Перед самым спектаклем я выстирал брюки, единственный мало-мальски приличный наряд. Рубашку погладила мама. Они с папой тоже купили билеты и собирались пойти. Кажется, в зрительном зале соберётся весь двор. Шутка ли, кто-то из наших играет взаправдашний взрослый спектакль.

Я читал про него. Говорили, спектакль скандальный. Как и сам режиссёр! Твой Сперанский и впрямь был противным. Худосочный в очках. Я с первого взгляда его невзлюбил! Невзлюбил всех участников труппы. Мужчин.

Я читал имена на афише.

«Кирилл Исаев, Эдуард Сорокин, Пётр Тапчинский». Но больше всего напрягало: «Антон Волецкевич». Надо же, имечко! Именно он по сюжету являлся тем самым «возлюбленным». Именно он умирал.

«По делом», - думал я, преисполнившись злобы, и глядя сопернику прямо в глаза. Глупо, конечно! Он же мне не соперник. Это притворство, игра. А это — афиша, где под надписью «Анна Ловыгина», затмевая всех прочих, сияет твой красочный лик. Это ты будешь там, моя звёздочка, Нюта. Твоя первая главная роль.
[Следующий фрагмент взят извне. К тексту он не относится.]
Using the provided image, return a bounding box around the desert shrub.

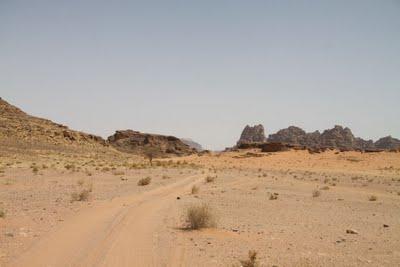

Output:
[240,250,259,267]
[138,177,151,186]
[64,164,75,171]
[32,166,39,174]
[269,193,278,200]
[192,185,200,195]
[312,190,321,197]
[71,189,91,202]
[186,204,215,230]
[206,176,217,183]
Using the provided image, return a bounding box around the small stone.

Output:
[5,232,14,237]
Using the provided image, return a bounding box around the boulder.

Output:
[237,124,266,145]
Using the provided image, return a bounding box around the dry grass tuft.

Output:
[312,190,321,197]
[206,176,217,183]
[113,171,125,175]
[71,189,91,202]
[32,166,39,174]
[186,204,215,230]
[269,193,278,200]
[138,177,151,186]
[240,250,260,267]
[192,185,200,195]
[368,195,378,201]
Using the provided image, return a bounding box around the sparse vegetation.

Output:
[113,171,125,175]
[240,250,260,267]
[64,164,75,171]
[269,193,278,200]
[186,204,215,230]
[192,185,200,195]
[312,190,321,197]
[32,166,39,174]
[206,176,217,183]
[71,189,91,202]
[138,177,151,186]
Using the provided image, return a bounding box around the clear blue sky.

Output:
[0,0,400,149]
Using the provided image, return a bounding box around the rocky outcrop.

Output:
[268,125,375,151]
[181,138,204,151]
[375,136,400,150]
[107,130,196,157]
[0,98,107,148]
[268,126,321,147]
[237,124,266,145]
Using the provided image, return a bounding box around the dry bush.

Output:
[368,195,378,201]
[192,185,200,195]
[32,166,39,174]
[206,176,217,183]
[312,190,321,197]
[71,189,91,202]
[186,204,215,230]
[64,164,75,171]
[138,177,151,186]
[269,193,278,200]
[240,250,260,267]
[101,167,110,172]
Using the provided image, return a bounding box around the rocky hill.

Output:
[237,124,266,145]
[180,138,204,151]
[108,130,196,157]
[375,136,400,150]
[268,125,400,150]
[237,125,400,151]
[0,98,107,151]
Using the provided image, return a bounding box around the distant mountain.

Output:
[107,130,196,157]
[268,125,400,150]
[181,138,204,151]
[0,98,107,148]
[375,136,400,149]
[237,124,266,145]
[237,125,400,153]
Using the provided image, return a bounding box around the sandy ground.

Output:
[0,151,400,266]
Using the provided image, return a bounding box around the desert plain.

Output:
[0,146,400,266]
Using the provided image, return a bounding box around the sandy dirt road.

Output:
[10,176,200,267]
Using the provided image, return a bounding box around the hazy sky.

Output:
[0,0,400,149]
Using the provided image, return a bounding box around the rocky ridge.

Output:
[237,125,400,151]
[237,124,266,145]
[0,98,107,148]
[107,130,197,157]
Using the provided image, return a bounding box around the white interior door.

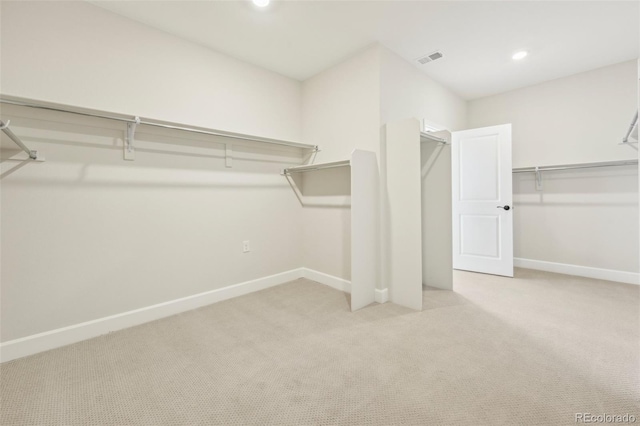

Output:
[451,124,513,277]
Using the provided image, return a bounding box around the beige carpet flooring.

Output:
[0,269,640,425]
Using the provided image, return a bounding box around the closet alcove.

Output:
[283,149,380,311]
[382,118,453,310]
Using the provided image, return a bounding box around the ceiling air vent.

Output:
[416,51,443,65]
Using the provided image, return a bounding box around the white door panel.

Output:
[451,124,513,277]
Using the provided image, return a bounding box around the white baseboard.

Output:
[0,268,304,362]
[513,258,640,285]
[302,268,351,293]
[376,288,389,303]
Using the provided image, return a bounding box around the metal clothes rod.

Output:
[0,97,318,151]
[622,111,638,143]
[420,132,447,145]
[513,160,638,173]
[283,160,351,175]
[0,120,38,160]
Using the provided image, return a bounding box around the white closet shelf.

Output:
[512,160,638,191]
[282,160,351,175]
[512,160,638,173]
[0,95,319,151]
[420,132,448,145]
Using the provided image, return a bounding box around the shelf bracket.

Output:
[124,117,140,161]
[224,143,233,167]
[536,166,542,191]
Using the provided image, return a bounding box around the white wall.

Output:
[381,49,467,289]
[469,61,639,272]
[302,45,380,279]
[0,2,302,341]
[381,48,467,131]
[0,1,301,140]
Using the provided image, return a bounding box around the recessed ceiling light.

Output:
[512,50,529,61]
В день премьеры сходил за цветами. Хотел раскошелиться, розы купить. Но не стал. Предпочёл им букет полевых. Ты любила такие! Их нежность удачно вязалась с твоей.

Флористка одобрила:

- Очень красиво.

Я кивнул, приосанился. Взял его в руки.

- На свидание? - с хитрецой уточнила она. Взрослая женщина, с добрым доверчивым взглядом.

- В театр, - объяснил я, любуясь цветами.

- Ооо, - протянула она, - Редкость нынче! Молодёжь в театр не заманишь. Разве что только в кино.

- Моя девушка будет играть, - я смущённо признался.